10 U hebt uw broeder Israël vreselijke dingen aangedaan. Beschaamd en weerloos zult u daarom voorgoed worden uitgeroeid.
11 Want in tijden van nood liet u Israël in de steek. U ging aan de kant staan en stak geen hand uit om te helpen toen binnenvallende troepen haar soldaten als krijgsgevangenen meenamen en Jeruzalem door loting onder elkaar verdeelden. U was geen haar beter dan al die vijanden.
12 Dat had u niet moeten doen. U had geen leedvermaak mogen hebben, toen zij uw broeder naar vreemde landen wegvoerden. U had zich niet mogen verheugen over zijn ongeluksdag. U had niet de spot met hem mogen drijven toen hij in nood verkeerde.
13 Kom niet naar Israël op die rampzalige dag. Maak u niet meester van de buit en heb geen leedvermaak over haar ondergang.
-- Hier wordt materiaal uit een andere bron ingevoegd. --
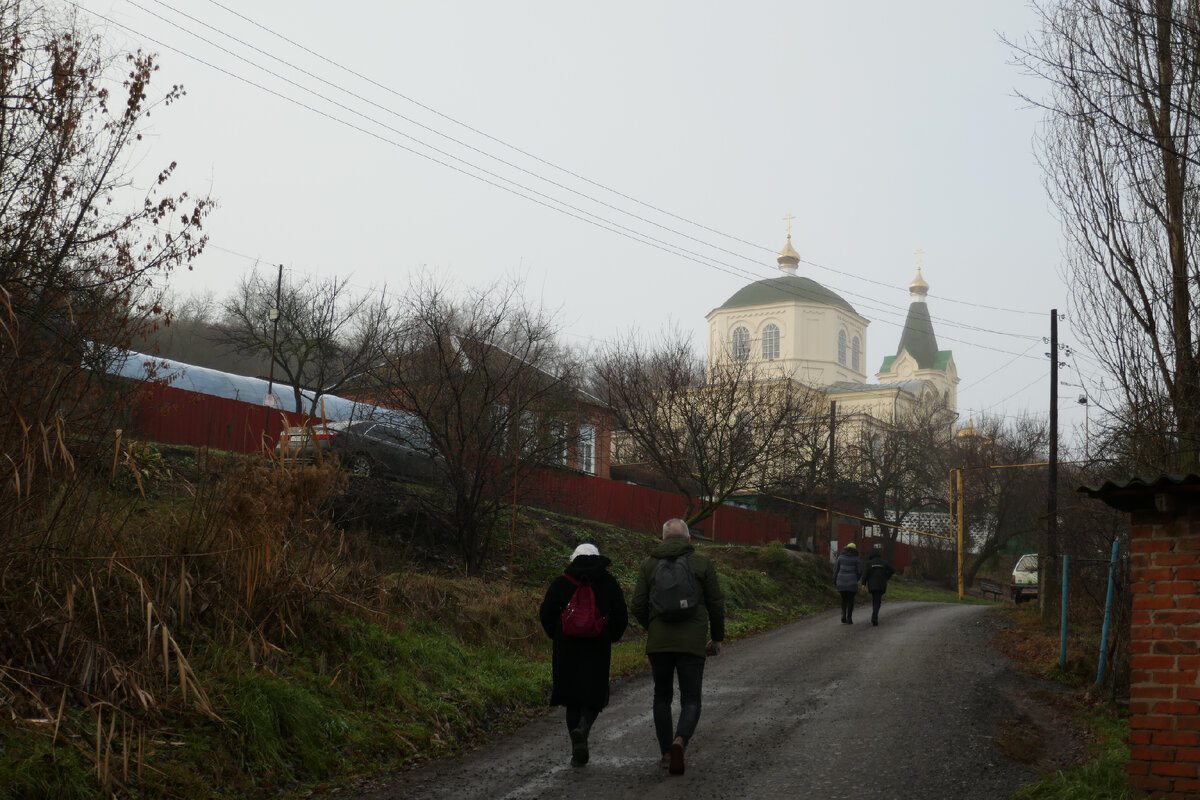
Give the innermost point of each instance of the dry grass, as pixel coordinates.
(107, 599)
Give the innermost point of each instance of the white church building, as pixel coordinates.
(798, 329)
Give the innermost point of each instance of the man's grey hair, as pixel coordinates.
(676, 529)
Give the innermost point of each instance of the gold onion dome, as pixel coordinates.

14 Ga niet op de kruispunten staan om degenen die proberen te vluchten, te vermoorden. Neem de overlevenden niet gevangen om hen uit te leveren aan hun vijanden in die tijd van barre ellende.
15 Binnenkort zal de Here een oordeel vellen over alle heidense volken. Wat u Israël hebt aangedaan, zal u nu zelf overkomen. U krijgt uw verdiende loon.
16 Zoals u op mijn heilige berg hebt gedronken, zo zullen alle omringende volken onophoudelijk drinken uit de beker met mijn straf en worden alsof ze nooit hadden bestaan.